Defenders Conference Reflects the Times, Including Challenging Racism

"Transforming Public Defense in a Crisis World," dedicated to Charles F. O'Brien. Conference-Planning Attorney Is Wells College Honoree.

ALBANY, NY (08/03/2020) (readMedia)-- The New York State Defenders Association (NYSDA) proudly announces completion of its 53rd Annual Meeting and Conference. Conducted online, the week-long event reflected events and trends of the current times in its format, content, and title: "Transforming Public Defense in a Crisis World."

Last year's conference saw around 350 lawyers gathered in Saratoga Springs, NY. This year, over 400 registered. "We see that holding events online can expand their reach," said NYSDA Board President John C. Turi, Public Defender in Rensselaer County. "But conversely, we miss the many opportunities for making collegial connections that in-person NYSDA conferences have long provided," he went on. Complications of legal life stemming from the COVID-19 pandemic were addressed in some of the continuing legal education (CLE) conference sessions. One, for example, taught lawyers new skills for participating in legal proceedings remotely.

Some CLE presenters aimed to keep lawyers up-to-date on rapidly changing law, particularly changes resulting from ongoing legislative attention to justice system reforms and protests about institutional racism, protests that began with George Floyd's death in Minnesota last May. Conference sessions, both CLE events and a Chief Defender Convening of office heads from across the state, promoted discussion of these issues, with many participants remaining in webinar "rooms" beyond the ending time to continue to talk. "Observations from those in attendance will inform our ongoing efforts to implement the actions outlined in our statement, Black Lives Matter to NYSDA, issued in early June," said NYSDA Executive Director Susan C. Bryant. "We are striving to identify and end racism and implicit biases in our own procedures as well as in the systems that directly impact public defense clients," she added.

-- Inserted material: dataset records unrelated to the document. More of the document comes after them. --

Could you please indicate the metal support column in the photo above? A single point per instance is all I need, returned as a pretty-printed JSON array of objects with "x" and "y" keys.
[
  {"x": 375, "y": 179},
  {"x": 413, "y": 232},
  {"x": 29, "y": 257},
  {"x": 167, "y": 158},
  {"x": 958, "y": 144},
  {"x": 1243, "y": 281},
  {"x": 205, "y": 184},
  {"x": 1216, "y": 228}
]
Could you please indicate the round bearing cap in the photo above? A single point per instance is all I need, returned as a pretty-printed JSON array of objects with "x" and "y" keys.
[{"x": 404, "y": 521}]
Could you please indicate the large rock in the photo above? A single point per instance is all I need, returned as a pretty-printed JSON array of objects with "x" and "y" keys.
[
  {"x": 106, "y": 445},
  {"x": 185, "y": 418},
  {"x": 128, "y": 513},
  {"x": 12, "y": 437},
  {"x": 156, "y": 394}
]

The conference was dedicated to Charles F. O'Brien, NYSDA's long-time Managing Attorney and second Executive Director, who died in March. As noted in the newsletter published following his death, he had a tremendous impact on NYSDA's training program and the many other NYSDA services that improve the quality of public defense representation. He also deeply affected many of the defenders he assisted, state- and nation-wide. "We think that Charlie would have been proud of the amazing training lineup put together by Senior Staff Attorney Stephanie Batcheller and Family Court Staff Attorney Kimberly Bode, with the support of Training Manager Megan O'Toole," Bryant said in a video welcoming conference participants.

Batcheller stepped into the lead role for planning NYSDA's training programs in 2017, as O'Brien became Executive Director. When Batcheller was named a recipient of the Wells College Association of Alumnae and Alumni (WCA) 2020 WCA Award earlier this year, the announcement said that O'Brien, who had supported Batcheller's nomination, described her as "an unsung hero to those in the public defense system." NYSDA heartily congratulates Batcheller on this well-deserved honor.

The awards' presentations that are usually a highlight of the NYSDA Annual Conference were among the events placed on hiatus by COVID-19. Those suspended honors include the Jonathan E. Gradess Service of Justice Award, named for NYSDA's founding Director. Gradess, who retired in 2017, died last October, as reported in the Aug.-Oct. 2019 issue of NYSDA's newsletter. The public defense community continues to grieve the loss of both Jonathan and Charlie, while also appreciating their many contributions and celebrating their many accomplishments.

The New York State Defenders Association, a not-for-profit, membership organization, has been providing support to New York's public defense community since 1967. Its mission is to improve the quality and scope of publicly supported legal representation to low income people.